The History of Base Ball
The New York Knickerbockers was the first club to write down the rules of what has become modern baseball. The New York Knickerbockers organized their gentlemen's club in 1845 in the Lower Manhattan area of New York City, and played what is often cited as the first base ball match between two clubs the following year when they met a group known as the New York Club at the Elysian Fields in Hoboken, New Jersey. Base ball then began to spread, with other clubs forming, first in the New York area and then in other cities on the East Coast. The Civil War (1861-65) promoted the growth of the game beyond the eastern cities, as soldiers played base ball for recreation and enjoyment in their free time in camp, looked forward to occasional games between army units and local clubs, and even made prison camp life more endurable by organizing ball games. When the war was over, dozens of new clubs were formed in Ohio and throughout the Midwest.

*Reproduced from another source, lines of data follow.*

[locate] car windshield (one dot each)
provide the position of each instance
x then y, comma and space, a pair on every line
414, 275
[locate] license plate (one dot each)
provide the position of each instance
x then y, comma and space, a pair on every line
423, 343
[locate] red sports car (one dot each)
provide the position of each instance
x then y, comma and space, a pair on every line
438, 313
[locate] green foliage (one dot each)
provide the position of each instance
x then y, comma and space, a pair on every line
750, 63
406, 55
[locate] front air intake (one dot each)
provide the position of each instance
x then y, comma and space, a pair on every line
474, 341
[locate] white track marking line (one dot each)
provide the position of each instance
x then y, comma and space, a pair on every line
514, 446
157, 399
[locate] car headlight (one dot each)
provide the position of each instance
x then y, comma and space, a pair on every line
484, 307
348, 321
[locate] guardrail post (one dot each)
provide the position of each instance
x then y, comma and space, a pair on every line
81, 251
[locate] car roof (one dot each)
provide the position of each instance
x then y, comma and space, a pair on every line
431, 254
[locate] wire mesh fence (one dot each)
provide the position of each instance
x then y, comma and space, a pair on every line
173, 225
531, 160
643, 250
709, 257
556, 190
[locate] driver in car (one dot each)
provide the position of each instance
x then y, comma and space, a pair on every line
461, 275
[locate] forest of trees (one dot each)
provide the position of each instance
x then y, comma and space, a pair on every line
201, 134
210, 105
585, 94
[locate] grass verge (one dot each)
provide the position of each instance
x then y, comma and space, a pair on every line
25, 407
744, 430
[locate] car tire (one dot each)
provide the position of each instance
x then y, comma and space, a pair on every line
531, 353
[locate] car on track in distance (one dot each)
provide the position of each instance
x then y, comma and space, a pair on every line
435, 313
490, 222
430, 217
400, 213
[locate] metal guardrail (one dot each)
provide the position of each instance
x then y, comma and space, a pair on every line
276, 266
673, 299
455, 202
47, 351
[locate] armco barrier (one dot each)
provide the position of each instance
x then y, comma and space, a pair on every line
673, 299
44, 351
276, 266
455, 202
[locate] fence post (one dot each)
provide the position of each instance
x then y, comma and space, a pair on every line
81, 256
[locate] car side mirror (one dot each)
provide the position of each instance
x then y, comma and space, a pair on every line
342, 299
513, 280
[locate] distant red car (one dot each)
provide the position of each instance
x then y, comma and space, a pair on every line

The emphasis in the early game was on courtesy among the gentlemen and, occasionally, ladies, playing the sport for exercise. Initially, only a few rules governed a match. The rest was left up to the players’ sense of honor and good sportsmanship and the umpire’s decisions as he judged players' actions by the gentlemanly code of the Victorian era. Clubs played to win, with the players conducting themselves in a sportsmanlike manner, creating an atmosphere where spectators cheered for good plays by either side.
In 1981, the Ohio History Connection organized the Ohio Village Muffins to show how recreation and base ball were becoming a part of life in the mid-nineteenth century. The team was the first in the nation to play a regular schedule of vintage base ball matches and the Society has assisted in the formation of nearly 50 other vintage teams in Ohio and beyond, including Colorado, New York, Georgia, and Canada.
In 1996 the Muffins hosted the founding meeting of the Vintage Base Ball Association to further the historical interpretation of the game. The Muffins play in uniforms patterned after the Currier and Ives lithograph The American National Game, on display at the Ohio Historical Center. The uniforms consist of plain long pants, a white shirt with a bright shield containing the team emblem, a pill box hat, a leather belt with the team name embossed on it, and a bow tie.
The name "Muffin" originates from the organization of 1860s gentlemen's base ball clubs. The best squad was known as the "first nine," the second-string players were the "second nine," and those not well skilled were the "muffin nine," a muff being the term for an error.
The pieces of equipment used by both the Diamonds and the Muffins are reproductions. Bats are no bigger than 2.5 inches in diameter, but may be of any length. Balls are 10 inches in circumference with a single piece of leather covering them. Bases are at least one square foot and are filled with sand or sawdust. Ball gloves and protective equipment had not been invented.